IIUC,我们可以使用 cumcount 和布尔值来捕获每个唯一的开始日期组,然后使用 shift 对每个组应用 np.where 操作。
import numpy as np
#df['Count'] = df['Count'].astype(int)
s = df.groupby(['Start']).cumcount() == 0
df['Count'] = np.where(s,df['Count'],df['Count'] - df['Count'].shift())
df['Start'] = np.where(s, df['Start'], df['End'].shift(1))
print(df)
Start End Count
0 2020-01-01 2020-01-02 4.0
1 2020-01-02 2020-01-03 2.0
2 2020-01-03 2020-01-04 2.0
3 2020-02-01 2020-02-02 3.0
4 2020-02-02 2020-02-03 1.0
5 2020-02-03 2020-02-04 0.0
我得到了一个包含 累积 计数数据的数据框。

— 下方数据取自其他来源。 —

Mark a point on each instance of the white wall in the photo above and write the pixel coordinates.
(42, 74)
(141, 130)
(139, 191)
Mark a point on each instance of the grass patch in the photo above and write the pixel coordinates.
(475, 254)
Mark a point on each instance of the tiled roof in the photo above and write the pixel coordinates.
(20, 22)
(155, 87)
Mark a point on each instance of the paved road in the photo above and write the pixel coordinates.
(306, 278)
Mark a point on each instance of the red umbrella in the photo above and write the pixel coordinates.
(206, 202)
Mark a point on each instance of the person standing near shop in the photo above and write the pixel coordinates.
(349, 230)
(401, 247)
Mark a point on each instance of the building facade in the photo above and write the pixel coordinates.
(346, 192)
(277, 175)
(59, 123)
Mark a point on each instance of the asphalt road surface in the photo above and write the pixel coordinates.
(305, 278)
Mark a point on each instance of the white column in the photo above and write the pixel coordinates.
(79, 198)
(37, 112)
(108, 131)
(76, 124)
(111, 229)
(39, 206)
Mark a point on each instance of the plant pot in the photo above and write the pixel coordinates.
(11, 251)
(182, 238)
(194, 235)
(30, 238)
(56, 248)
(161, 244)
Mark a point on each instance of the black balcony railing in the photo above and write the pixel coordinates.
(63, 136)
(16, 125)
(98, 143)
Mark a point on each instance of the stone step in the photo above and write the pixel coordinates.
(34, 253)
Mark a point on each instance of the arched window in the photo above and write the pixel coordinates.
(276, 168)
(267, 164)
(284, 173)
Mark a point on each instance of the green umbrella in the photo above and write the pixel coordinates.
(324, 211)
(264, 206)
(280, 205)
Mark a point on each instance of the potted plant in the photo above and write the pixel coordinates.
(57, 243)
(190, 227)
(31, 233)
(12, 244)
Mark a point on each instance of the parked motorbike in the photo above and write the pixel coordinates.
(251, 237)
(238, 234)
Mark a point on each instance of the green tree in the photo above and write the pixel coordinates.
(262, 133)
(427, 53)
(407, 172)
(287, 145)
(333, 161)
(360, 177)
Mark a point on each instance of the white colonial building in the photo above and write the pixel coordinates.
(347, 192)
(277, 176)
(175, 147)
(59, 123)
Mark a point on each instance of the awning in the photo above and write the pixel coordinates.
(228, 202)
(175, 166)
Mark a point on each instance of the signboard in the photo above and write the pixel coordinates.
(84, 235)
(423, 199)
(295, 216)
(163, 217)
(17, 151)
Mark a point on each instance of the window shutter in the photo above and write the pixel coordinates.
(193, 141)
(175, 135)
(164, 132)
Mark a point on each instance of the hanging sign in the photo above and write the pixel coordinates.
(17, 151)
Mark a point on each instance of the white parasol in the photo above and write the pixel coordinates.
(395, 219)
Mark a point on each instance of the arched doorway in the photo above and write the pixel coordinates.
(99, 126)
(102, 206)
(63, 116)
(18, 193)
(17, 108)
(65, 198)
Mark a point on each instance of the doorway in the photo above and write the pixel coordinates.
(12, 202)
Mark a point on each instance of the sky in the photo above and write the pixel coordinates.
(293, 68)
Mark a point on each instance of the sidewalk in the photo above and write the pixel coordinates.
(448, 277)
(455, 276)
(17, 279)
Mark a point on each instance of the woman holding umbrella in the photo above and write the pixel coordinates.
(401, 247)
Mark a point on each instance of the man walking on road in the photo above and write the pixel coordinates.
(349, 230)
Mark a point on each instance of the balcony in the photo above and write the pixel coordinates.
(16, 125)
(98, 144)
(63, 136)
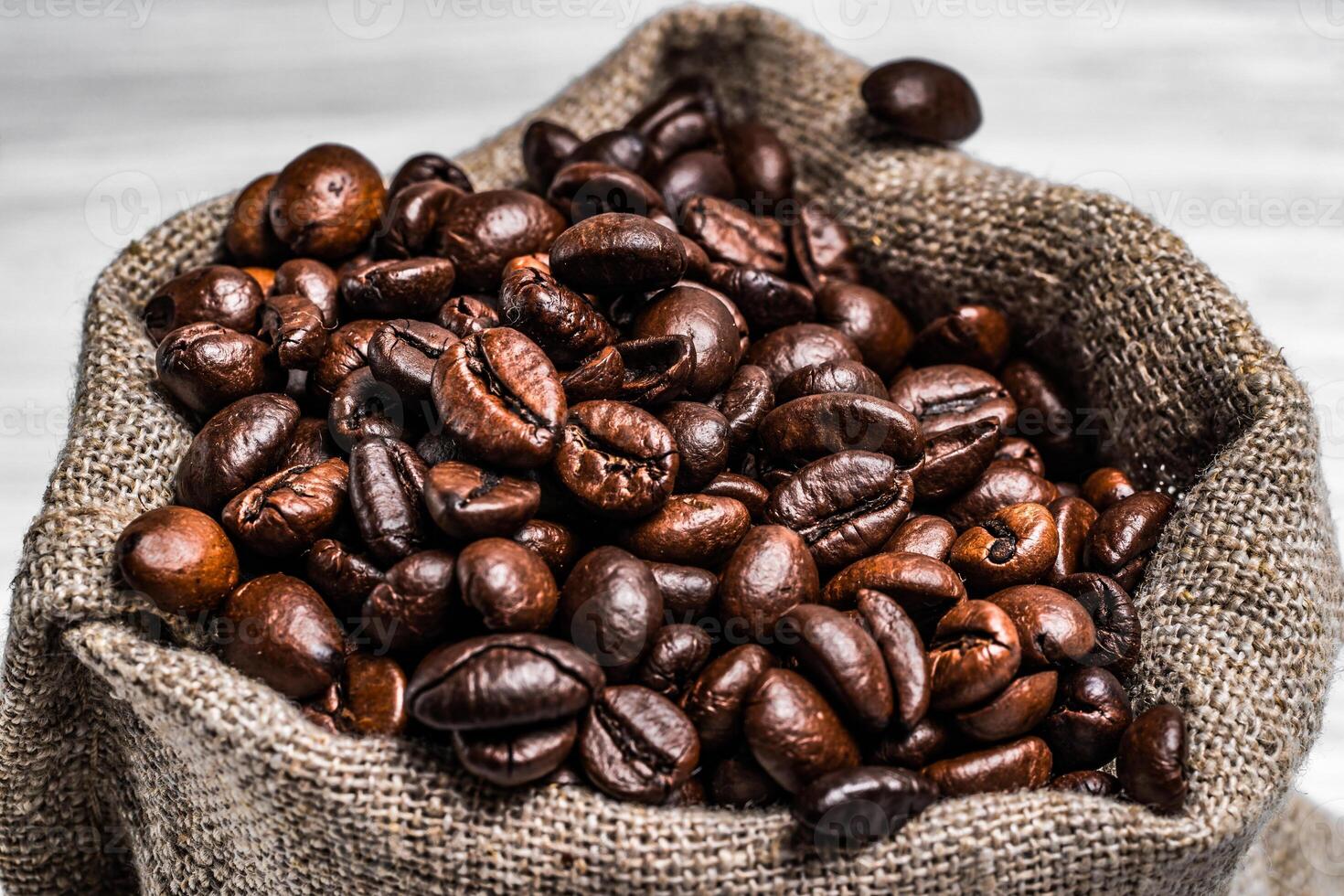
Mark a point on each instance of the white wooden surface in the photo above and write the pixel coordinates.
(1224, 119)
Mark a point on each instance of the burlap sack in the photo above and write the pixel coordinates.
(129, 763)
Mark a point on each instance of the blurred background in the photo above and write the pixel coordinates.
(1221, 119)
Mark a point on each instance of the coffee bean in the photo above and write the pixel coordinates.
(1152, 759)
(923, 100)
(636, 744)
(277, 629)
(794, 733)
(177, 558)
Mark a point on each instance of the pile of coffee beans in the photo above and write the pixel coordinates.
(625, 477)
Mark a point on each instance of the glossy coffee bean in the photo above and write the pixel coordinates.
(1052, 626)
(1015, 546)
(500, 397)
(844, 506)
(1020, 764)
(326, 202)
(1152, 759)
(177, 558)
(386, 481)
(509, 586)
(923, 101)
(637, 744)
(794, 732)
(857, 806)
(285, 512)
(277, 629)
(502, 680)
(974, 655)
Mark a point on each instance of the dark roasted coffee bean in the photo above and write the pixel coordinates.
(386, 481)
(500, 397)
(214, 294)
(771, 572)
(283, 513)
(208, 366)
(483, 231)
(1051, 626)
(612, 607)
(277, 629)
(857, 806)
(1017, 546)
(615, 460)
(177, 558)
(974, 335)
(844, 506)
(326, 202)
(502, 680)
(794, 733)
(1152, 759)
(1021, 764)
(636, 744)
(1087, 719)
(974, 656)
(923, 101)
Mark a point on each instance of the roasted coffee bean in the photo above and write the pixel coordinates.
(866, 316)
(1087, 719)
(844, 506)
(499, 395)
(1014, 712)
(212, 294)
(617, 460)
(469, 503)
(1152, 759)
(636, 744)
(792, 348)
(841, 658)
(974, 335)
(546, 145)
(363, 407)
(326, 202)
(902, 650)
(817, 426)
(509, 586)
(769, 574)
(821, 249)
(1021, 764)
(1017, 546)
(974, 656)
(717, 701)
(285, 512)
(408, 612)
(697, 314)
(502, 680)
(852, 807)
(794, 733)
(952, 395)
(923, 101)
(177, 558)
(386, 481)
(1051, 626)
(928, 535)
(483, 231)
(402, 354)
(235, 448)
(1115, 617)
(734, 235)
(1126, 529)
(612, 607)
(277, 629)
(208, 366)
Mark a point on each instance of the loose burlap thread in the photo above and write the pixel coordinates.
(126, 763)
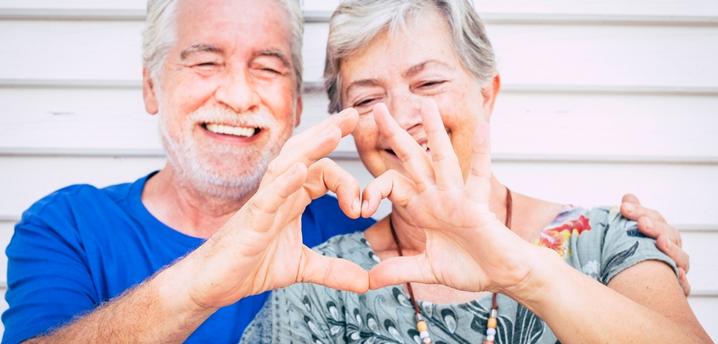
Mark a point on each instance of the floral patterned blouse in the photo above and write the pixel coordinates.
(598, 242)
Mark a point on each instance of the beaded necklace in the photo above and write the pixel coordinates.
(491, 322)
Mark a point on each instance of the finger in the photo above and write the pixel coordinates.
(630, 198)
(683, 281)
(390, 184)
(399, 270)
(412, 156)
(446, 164)
(331, 272)
(653, 230)
(326, 175)
(633, 211)
(674, 252)
(479, 179)
(314, 143)
(265, 203)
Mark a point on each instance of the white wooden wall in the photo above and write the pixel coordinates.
(622, 90)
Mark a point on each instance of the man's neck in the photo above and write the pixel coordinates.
(185, 209)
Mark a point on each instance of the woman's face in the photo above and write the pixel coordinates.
(404, 69)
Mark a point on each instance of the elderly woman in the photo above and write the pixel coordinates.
(461, 258)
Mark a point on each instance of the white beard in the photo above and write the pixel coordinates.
(196, 168)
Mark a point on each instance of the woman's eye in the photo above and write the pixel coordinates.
(430, 84)
(271, 70)
(364, 102)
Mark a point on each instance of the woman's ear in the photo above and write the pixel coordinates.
(148, 93)
(490, 91)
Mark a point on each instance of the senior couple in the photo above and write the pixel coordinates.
(189, 252)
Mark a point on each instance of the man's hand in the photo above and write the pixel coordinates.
(260, 248)
(668, 239)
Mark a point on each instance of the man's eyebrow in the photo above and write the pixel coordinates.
(200, 48)
(415, 69)
(274, 53)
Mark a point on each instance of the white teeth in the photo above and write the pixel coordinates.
(229, 130)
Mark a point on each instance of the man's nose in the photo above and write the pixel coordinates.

生成示例如下(可跳过:
import numpy as np
import pandas as pd
cols = ['Start', 'End', 'Count']
data = np.array([
'2020-1-1', '2020-1-2', 4,
'2020-1-1', '2020-1-3', 6,
'2020-1-1', '2020-1-4', 8,
'2020-2-1', '2020-2-2', 3,
'2020-2-1', '2020-2-3', 4,
'2020-2-1', '2020-2-4', 4])
data = data.reshape((6,3))
df = pd.DataFrame(columns=cols, data=data)
df['Start'] = pd.to_datetime(df.Start)
df['End'] = pd.to_datetime(df.End)
这给出了以下数据框:
Start End Count
2020-1-1 2020-1-2 4
2020-1-1 2020-1-3 6
2020-1-1 2020-1-4 8
2020-2-1 2020-2-2 3
2020-2-1 2020-2-3 4
2020-2-1 2020-2-4 4
计数是累积的(累积从开始开始),我想撤消累积以获得(注意日期的变化):
Start End Count
2020-1-1 2020-1-2 4
2020-1-2 2020-1-3 2
2020-1-3 2020-1-4 2
2020-2-1 2020-2-2 3
2020-2-2 2020-2-3 1
2020-2-3 2020-2-4 0
我想对分组变量执行此操作。这可以通过以下方式天真地完成:
lst = []
for start, data in df.groupby(['Start', 'grouping_variable']):
data = data.sort_values('End')
diff = data.Count.diff()
diff.iloc[0] = data.Count.iloc[0]
start_dates = [data.Start.iloc[0]] + list(data.end[:-1].values)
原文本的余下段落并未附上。